As climate change and continued development in at-risk areas has advanced, the costs of weather-related extremes in the U.S. has grown dramatically. As measured by the National Oceanic and Atmospheric Administration, between 2012 and 2023, “billion-dollar” disasters cost the U.S. almost $1.5 trillion in damages. These events impose large and wide-ranging costs on households, businesses, and communities.
As climate-related hazards intensify, insurance markets in the riskiest locations are entering into crisis. In many areas of the United States, private insurers are finding they can no longer profitably offer coverage, leading to rising prices and even high-profile exits of insurers from major markets. This market stress is having negative financial impacts on households, which may find they can no longer afford—or even find—the disaster insurance they need.

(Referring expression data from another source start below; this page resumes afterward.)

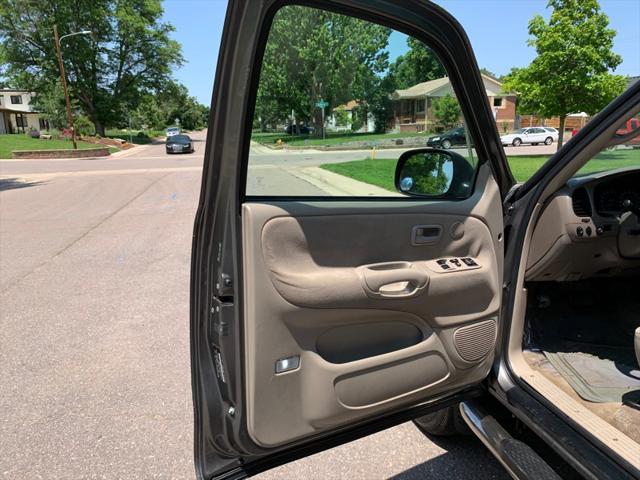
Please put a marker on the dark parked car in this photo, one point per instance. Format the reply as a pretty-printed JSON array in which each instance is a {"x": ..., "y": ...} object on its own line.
[
  {"x": 303, "y": 129},
  {"x": 180, "y": 144},
  {"x": 455, "y": 136}
]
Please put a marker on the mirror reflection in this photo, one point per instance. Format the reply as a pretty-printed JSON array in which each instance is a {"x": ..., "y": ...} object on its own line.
[{"x": 426, "y": 173}]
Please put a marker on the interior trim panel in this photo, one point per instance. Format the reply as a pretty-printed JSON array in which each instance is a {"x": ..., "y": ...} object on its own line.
[{"x": 347, "y": 316}]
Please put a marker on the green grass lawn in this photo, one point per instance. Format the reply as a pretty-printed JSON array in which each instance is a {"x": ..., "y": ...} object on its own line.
[
  {"x": 332, "y": 138},
  {"x": 19, "y": 141},
  {"x": 381, "y": 171}
]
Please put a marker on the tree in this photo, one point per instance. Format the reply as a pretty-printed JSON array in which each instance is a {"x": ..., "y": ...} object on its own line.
[
  {"x": 51, "y": 105},
  {"x": 418, "y": 65},
  {"x": 334, "y": 57},
  {"x": 447, "y": 111},
  {"x": 161, "y": 108},
  {"x": 489, "y": 73},
  {"x": 571, "y": 72},
  {"x": 128, "y": 54}
]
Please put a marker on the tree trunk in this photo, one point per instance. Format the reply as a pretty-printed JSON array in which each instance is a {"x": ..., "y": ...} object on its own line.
[
  {"x": 99, "y": 127},
  {"x": 561, "y": 131}
]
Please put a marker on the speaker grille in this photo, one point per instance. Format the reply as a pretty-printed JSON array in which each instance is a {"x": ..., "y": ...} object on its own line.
[{"x": 475, "y": 341}]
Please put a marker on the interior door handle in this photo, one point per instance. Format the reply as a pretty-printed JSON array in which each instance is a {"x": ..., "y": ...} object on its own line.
[{"x": 393, "y": 279}]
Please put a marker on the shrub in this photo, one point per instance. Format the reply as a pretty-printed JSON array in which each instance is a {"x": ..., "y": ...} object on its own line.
[{"x": 83, "y": 126}]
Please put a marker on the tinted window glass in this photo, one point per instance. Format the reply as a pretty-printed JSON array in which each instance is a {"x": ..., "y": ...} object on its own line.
[{"x": 336, "y": 107}]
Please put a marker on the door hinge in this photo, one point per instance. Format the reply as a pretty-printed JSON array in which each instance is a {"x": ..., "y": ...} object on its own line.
[{"x": 222, "y": 312}]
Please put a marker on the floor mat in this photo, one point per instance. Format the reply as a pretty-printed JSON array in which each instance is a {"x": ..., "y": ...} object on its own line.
[{"x": 597, "y": 373}]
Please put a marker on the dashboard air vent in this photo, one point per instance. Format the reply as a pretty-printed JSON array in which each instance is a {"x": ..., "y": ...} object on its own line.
[{"x": 580, "y": 202}]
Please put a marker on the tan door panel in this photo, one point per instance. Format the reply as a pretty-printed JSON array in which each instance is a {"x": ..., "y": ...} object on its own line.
[{"x": 349, "y": 312}]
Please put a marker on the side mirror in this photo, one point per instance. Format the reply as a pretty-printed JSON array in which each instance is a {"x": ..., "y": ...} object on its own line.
[{"x": 428, "y": 172}]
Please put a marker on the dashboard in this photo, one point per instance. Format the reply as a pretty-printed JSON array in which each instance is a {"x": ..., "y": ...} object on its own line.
[
  {"x": 591, "y": 227},
  {"x": 610, "y": 194}
]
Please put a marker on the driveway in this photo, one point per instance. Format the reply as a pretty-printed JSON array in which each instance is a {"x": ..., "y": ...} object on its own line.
[{"x": 94, "y": 337}]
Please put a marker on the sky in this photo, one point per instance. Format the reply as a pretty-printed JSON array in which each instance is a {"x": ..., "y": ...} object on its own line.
[{"x": 497, "y": 30}]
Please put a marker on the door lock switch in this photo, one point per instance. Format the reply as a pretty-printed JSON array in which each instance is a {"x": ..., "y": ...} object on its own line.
[{"x": 287, "y": 364}]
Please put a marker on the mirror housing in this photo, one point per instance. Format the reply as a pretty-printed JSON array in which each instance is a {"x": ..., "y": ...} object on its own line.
[{"x": 434, "y": 173}]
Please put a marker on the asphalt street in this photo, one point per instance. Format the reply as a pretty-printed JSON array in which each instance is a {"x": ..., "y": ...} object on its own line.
[{"x": 94, "y": 337}]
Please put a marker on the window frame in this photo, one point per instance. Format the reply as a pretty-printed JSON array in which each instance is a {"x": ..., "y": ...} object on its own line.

As research by the Environmental Defense Fund (EDF) has found, disaster insurance is essential to financially protect households and communities, and the current difficulties in the market raise significant concerns about equitable recoveries. Government insurance programs are stepping in to prop up insurance markets, providing needed relief to households but also leading to increases in the socialization of risk and driving up fiscal risks for many states.
The EDF team sees that the only long-term solution to these difficulties is dramatic investments in risk reduction. Engineering research has identified how to build safely in the face of weather extremes from wildfires to hail to hurricanes. These techniques have been developed into codes and certifications, such as the Fortified standard for hurricane winds and the Safer from Wildfire standard. When buildings are constructed to these standards, it can cost-effectively lower damages and reduce insurance prices. Unfortunately, adoption of such building approaches is still not widespread.
The public sector can support safe building through building codes and grants to fund needed retrofits, and insurers can also be a key driver of this change. Insurance, through its support of replacement and rebuilding, is a key lever to help support widespread, climate-friendly changes in our building stock. With over 90% of homeowners maintaining homeowners insurance, the insurance sector is in a unique position to drive stronger rebuilding—and also to help lower carbon emissions from the building sector. Buildings are responsible for over a third of greenhouse gas emissions in the United States and lowering those emissions is the most critical risk reduction strategy of all.
Post-disaster, significant barriers to doing resilient improvements exist: insurance is typically designed to only replace what was damaged or lost with the same thing; in an emergency context, property owners may not have the needed upfront funds and often lack the needed information on what actions to take, how to prioritize them, or who to call to do the work. Property insurers are in a unique position to address these roadblocks, but have not yet stepped into this role.
Led by disaster insurance expert Dr. Carolyn Kousky, EDF is researching strategies such as climate-related policy endorsements that would enable private sector insurers to successfully drive both resilience and decarbonization investments, in order to lower risk and catalyze faster and more widespread creation of climate-friendly buildings. The EDF team aims to help create insurable communities in the face of change, and recognizes that this will require action at all levels of government, as well as among building owners and the private sector. The design concept presented in the report based on Dr. Kousky’s research will specifically guide and support implementation of resilience-building policy endorsements within the private insurance market.